The Kathleen School marker — the 28th one dedicated by the county — was installed in front of the 94-year old school this week after rainy weather forced Saturday’s unveiling ceremony to be held in the school’s gym.
Descendants of the school’s first graduating class in 1932 were among the crowd attending the unveiling ceremony of the two-sided aluminum marker that mimics the look of bronze. A brief history of the school is on one side. Names important to the school’s early history are on the other, including principal S.L. Collins Sr. and names of the first graduating class of six.

Lois Sherrouse-Murphy, president of the Kathleen Area Historical Society and chair of the marker project, said a physical designation is appropriate because it fits the mission of the society to document, preserve and promote the area’s historical relevance.
“Putting a marker up educates the public about local history,” she said.

One of the significant issues at that time, Sherrouse-Murphy said, was transportation. “Until that time students couldn’t go beyond the 8th grade in that part of the county,” she said. “They were impacted in their ability to perform in their careers.”
The school marked the transition from wooden construction to brick, necessitating an architect, she said.
Kathleen School is historically known as a strawberry school, or summer school, that phased out in 1952. Classes were in session April through December to allow students to harvest the strawberry crop January through March.
County Commissioner Neil Combee said at the ceremony his dad, ‘Bo’ who graduated in 1954, worked in the strawberry fields.
David Nall, the great nephew of Stephen A. Cooper, one of the first Kathleen School grads, attended the ceremony. Nall said he’s a sixth-generation Floridian who grew up “with his father farming land that dates back to a great grandfather.“
Cooper, the salutatorian of the first graduating class, benefited from a stable, long career, Sherrouse-Murphy said, “He was a was successful grocer who served as mayor of Auburndale, and was active in the Florida Retail Grocers Association,” she said.

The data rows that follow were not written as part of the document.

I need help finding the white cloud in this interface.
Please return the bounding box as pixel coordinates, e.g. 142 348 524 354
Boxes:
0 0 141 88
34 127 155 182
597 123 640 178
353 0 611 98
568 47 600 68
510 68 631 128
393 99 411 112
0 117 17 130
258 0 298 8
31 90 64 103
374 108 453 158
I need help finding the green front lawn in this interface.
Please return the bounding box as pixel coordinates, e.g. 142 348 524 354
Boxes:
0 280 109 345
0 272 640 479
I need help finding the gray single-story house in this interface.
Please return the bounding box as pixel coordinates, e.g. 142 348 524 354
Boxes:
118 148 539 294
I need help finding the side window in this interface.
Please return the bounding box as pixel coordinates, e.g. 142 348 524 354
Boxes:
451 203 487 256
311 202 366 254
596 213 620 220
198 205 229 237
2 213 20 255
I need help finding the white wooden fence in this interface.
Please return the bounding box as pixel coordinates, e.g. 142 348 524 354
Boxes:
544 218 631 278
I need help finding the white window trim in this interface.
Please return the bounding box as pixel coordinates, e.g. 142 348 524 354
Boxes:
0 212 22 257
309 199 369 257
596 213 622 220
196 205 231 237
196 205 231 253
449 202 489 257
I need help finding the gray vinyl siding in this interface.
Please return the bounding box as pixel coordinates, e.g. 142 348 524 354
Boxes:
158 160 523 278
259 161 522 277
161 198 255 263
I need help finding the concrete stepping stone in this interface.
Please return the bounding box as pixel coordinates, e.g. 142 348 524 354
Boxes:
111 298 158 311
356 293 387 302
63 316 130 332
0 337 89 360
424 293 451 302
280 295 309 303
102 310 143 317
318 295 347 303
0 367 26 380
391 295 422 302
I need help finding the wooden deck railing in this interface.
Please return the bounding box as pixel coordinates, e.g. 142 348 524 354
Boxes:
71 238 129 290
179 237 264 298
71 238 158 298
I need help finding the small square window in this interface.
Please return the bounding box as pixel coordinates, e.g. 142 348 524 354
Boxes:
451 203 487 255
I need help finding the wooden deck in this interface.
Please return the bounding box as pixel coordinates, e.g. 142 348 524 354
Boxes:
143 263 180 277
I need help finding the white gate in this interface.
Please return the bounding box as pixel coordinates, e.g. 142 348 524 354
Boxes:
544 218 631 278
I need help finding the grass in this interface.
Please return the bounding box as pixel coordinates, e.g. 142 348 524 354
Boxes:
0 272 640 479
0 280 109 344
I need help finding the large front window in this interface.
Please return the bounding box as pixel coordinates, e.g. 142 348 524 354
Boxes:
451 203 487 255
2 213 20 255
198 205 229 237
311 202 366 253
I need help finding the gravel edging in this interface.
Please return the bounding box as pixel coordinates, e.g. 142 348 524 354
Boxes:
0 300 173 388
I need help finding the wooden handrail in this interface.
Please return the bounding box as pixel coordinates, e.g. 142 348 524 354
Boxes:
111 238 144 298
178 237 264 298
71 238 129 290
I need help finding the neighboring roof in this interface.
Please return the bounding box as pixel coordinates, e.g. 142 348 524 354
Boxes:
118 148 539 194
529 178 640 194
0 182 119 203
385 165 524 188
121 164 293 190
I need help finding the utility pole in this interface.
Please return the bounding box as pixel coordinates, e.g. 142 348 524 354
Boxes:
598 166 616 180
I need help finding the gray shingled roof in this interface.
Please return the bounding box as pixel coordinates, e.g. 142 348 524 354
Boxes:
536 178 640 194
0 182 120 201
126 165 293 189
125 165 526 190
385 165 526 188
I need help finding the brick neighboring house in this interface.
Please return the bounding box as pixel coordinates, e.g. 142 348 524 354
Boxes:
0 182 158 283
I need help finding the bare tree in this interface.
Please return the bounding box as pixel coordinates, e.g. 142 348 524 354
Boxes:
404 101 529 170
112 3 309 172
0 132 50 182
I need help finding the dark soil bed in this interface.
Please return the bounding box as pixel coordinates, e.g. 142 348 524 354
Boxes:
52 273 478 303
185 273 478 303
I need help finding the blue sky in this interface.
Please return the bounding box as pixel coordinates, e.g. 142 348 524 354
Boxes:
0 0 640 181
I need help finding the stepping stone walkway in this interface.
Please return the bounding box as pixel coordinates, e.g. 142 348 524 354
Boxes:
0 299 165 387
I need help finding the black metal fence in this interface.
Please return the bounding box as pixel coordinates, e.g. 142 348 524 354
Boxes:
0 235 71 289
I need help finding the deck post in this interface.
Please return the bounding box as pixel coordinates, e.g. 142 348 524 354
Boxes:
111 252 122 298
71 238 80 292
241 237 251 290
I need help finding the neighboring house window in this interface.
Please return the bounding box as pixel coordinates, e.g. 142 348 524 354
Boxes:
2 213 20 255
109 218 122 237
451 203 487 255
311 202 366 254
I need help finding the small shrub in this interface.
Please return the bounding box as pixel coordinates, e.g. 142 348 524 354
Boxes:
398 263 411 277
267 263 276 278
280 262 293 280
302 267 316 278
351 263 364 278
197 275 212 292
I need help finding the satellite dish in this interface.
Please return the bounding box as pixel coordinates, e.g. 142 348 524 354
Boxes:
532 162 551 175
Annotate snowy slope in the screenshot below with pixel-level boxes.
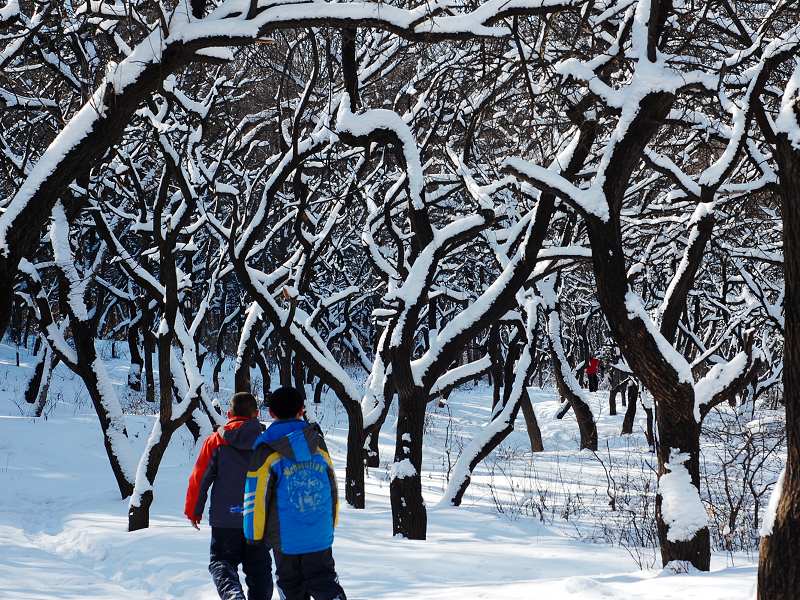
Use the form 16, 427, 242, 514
0, 345, 755, 600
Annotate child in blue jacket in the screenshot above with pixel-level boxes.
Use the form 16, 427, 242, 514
244, 387, 346, 600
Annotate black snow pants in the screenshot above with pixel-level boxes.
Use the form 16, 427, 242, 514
208, 527, 272, 600
273, 548, 347, 600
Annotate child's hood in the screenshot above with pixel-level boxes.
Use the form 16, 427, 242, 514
253, 419, 320, 462
217, 417, 264, 450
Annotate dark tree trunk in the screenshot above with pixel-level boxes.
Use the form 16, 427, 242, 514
255, 348, 272, 400
211, 354, 225, 393
553, 353, 597, 450
128, 490, 153, 531
127, 317, 144, 392
608, 386, 620, 417
654, 388, 711, 571
642, 406, 656, 452
389, 388, 428, 540
622, 382, 639, 435
346, 400, 365, 508
521, 391, 544, 452
292, 356, 306, 400
141, 308, 156, 402
25, 346, 53, 404
314, 379, 324, 406
758, 134, 800, 600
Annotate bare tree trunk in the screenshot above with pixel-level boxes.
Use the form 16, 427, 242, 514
127, 316, 144, 392
654, 388, 711, 571
758, 134, 800, 600
622, 382, 639, 435
389, 387, 428, 540
521, 390, 544, 452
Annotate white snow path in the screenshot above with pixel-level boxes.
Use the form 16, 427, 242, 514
0, 345, 755, 600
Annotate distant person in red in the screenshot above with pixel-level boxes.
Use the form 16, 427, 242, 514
586, 356, 600, 392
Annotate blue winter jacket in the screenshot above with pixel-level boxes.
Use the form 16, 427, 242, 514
244, 419, 339, 554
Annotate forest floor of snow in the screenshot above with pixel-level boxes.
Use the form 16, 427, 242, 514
0, 344, 756, 600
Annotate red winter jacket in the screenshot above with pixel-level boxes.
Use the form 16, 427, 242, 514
183, 417, 264, 527
586, 356, 600, 375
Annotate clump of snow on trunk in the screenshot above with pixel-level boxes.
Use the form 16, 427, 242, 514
658, 452, 708, 542
389, 458, 417, 479
759, 465, 786, 537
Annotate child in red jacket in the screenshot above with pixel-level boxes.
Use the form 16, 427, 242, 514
586, 356, 600, 392
184, 392, 272, 600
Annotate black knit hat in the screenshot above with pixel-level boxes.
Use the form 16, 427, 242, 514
267, 386, 305, 419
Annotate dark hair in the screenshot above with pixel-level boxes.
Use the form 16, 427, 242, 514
267, 386, 305, 419
231, 392, 258, 417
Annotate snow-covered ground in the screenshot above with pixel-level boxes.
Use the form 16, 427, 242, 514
0, 344, 755, 600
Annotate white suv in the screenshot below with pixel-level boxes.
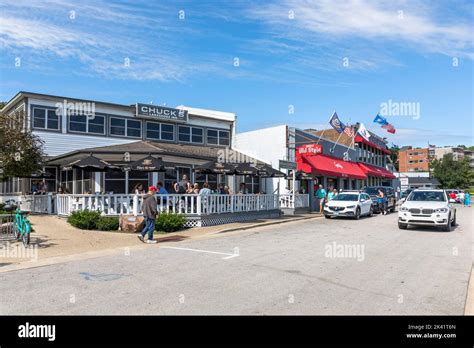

The marker unveiling was also very personal for Darla Bridges Short, a member of the Polk County Historical Commission in district 5, and a descendant of the first graduating class. Short’s father, Glenn Bridges, is the son of a first grad, Rosemary Cox Bridges Mudge (deceased).
Prior to the unveiling, Short detailed some of the key marker topics in preserving local history that include “people, events, buildings, ethnic groups, churches, communities and cemeteries.”
The Kathleen School marker joins three other historical markers in the Kathleen Area: The Carpenters’ Home (2016) – now Lake Gibson Village; Socrum (2017) – historic community; and Kathleen Baptist Church (2021).
The school’s marker project survived several disaster delays Sherrouse-Murphy said.
“We had decided to do the marker before the tornado,” she said. “In 2019 we were working on it and after the tornado there was no way we would put a marker on the building with all the heavy equipment” needed for reconstruction, she said. “We didn’t get back into the school until 2021.”
There were also COVID-19 delays, she said.
The historical society lists Kathleen School as the third school in the historical marker program to be recognized, along with: Fruitlands Institute in Lake Alfred (2018), near the Rosenwald School site; and Union Academy (2019) in Bartow.